With his community on his back, Young Bleed reaches out to bring everyone to a higher level. Seven once again crafts a softer production that rings in with heavy synths, string arrangements, and unexpectedly booming drums. The uplifting words of “Wall Uh Fame” give Preserved one of its lighter moments and leave room for Young Bleed to step away from the harsh realities of the streets. Taking a risk, Young Bleed sings his way through a memorable hook that finds him practically harmonizing with Seven’s stunning production. Bleed looks to keep his spot Preserved with:
“Livin’ all night, day, homie Biggie was hot
and now I’m on my way, nigga like it or not
I’m on my old block, my doors locked, they killin’ n jackin
some people hate to see a mufucker dealin n mackin”
“Wall Uh Fame” stands out as one of the strongest tracks on Preserved. Held together with perfect production and a radio friendly hook, “Wall Uh Fame” holds the potential to go on as a hit single.

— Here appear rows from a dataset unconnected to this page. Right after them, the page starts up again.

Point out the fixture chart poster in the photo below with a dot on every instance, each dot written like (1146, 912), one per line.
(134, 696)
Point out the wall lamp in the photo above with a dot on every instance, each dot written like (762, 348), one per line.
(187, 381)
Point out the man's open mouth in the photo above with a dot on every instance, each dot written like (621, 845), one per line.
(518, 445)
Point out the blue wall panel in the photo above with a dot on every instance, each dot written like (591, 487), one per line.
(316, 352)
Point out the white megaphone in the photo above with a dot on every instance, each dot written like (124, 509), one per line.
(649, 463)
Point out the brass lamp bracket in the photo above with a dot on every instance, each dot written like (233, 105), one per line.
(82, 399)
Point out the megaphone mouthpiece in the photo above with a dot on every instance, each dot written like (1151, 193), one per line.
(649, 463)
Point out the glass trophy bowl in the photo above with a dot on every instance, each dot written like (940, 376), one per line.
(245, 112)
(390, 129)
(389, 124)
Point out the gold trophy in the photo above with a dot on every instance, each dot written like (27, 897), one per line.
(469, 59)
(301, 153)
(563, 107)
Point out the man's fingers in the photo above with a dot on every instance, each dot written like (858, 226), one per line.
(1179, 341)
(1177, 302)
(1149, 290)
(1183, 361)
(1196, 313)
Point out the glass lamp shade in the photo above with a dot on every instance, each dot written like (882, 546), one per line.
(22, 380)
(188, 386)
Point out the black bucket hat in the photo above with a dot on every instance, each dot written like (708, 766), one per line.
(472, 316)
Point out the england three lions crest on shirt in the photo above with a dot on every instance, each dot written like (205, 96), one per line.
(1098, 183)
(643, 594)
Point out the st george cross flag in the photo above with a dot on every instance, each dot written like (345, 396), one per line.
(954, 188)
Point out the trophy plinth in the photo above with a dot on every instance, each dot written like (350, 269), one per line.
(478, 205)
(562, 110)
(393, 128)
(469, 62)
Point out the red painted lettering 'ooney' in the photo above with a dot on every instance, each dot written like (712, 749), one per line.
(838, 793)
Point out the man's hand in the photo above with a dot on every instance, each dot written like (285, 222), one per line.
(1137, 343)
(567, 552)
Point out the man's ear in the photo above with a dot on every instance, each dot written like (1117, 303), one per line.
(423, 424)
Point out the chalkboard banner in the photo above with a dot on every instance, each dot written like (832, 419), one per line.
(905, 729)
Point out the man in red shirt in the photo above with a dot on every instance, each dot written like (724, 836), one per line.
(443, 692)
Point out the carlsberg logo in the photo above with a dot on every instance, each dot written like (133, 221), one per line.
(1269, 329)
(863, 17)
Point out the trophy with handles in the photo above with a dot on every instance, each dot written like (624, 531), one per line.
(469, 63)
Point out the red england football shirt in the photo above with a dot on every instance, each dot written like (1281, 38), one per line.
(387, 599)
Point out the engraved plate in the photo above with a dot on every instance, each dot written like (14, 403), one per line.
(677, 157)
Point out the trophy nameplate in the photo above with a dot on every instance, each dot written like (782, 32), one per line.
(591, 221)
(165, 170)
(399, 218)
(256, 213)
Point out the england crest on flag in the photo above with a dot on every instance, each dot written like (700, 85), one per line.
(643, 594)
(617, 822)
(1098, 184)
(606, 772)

Young Bleed says on “Wall Uh Fame”
“Wall Uh Fame” is one of them songs to where I’m a street kid coming from the streets and into the fame. I recognize that there are a whole lot of pioneers before me. It’s been a lifelong dream for me to get into the game and make certain connects. A lot of old heads from blues, to R&B, and of course rap. Curtis Mayfield cleared a sample for me on my second album, My Own. I had the privilege of meeting Rick James and Roger Troutman–we were getting ready to do some things before he passed. That song in particular tapped into me. It made me think of Jam Master Jay and a lot of the legends of hip hop. A lot of my music favorites that done been here have passed away. In the wall of fame, you live this life until you die, like Cash Money says “We ballin til we fall.” All those guys I’ve looked up to, Bernie Mac, Isaac Hayes…people have just been dying and passing. That was culture shock for me coming from the street game and into the music world. It’s like salvation or revelation, like “I made it now.” But once you get here you could still lose your life just being from that street corner. So what I’m trying to do is grab the broken pieces of all the pioneers before me and put together and reconstruct this wall of fame. If you had a wall of gold plaques and platinum plaques and an earthquake hit your city and they all fall off the wall, it’s like coming home and seeing this wreckage. It’s more or less like the album cover Preserved here. That’s the exact idea of what I’m talking about. You see all the destruction of the music industry. What I’m trying to do is grab all the pieces and reconstruct and put it all back together again.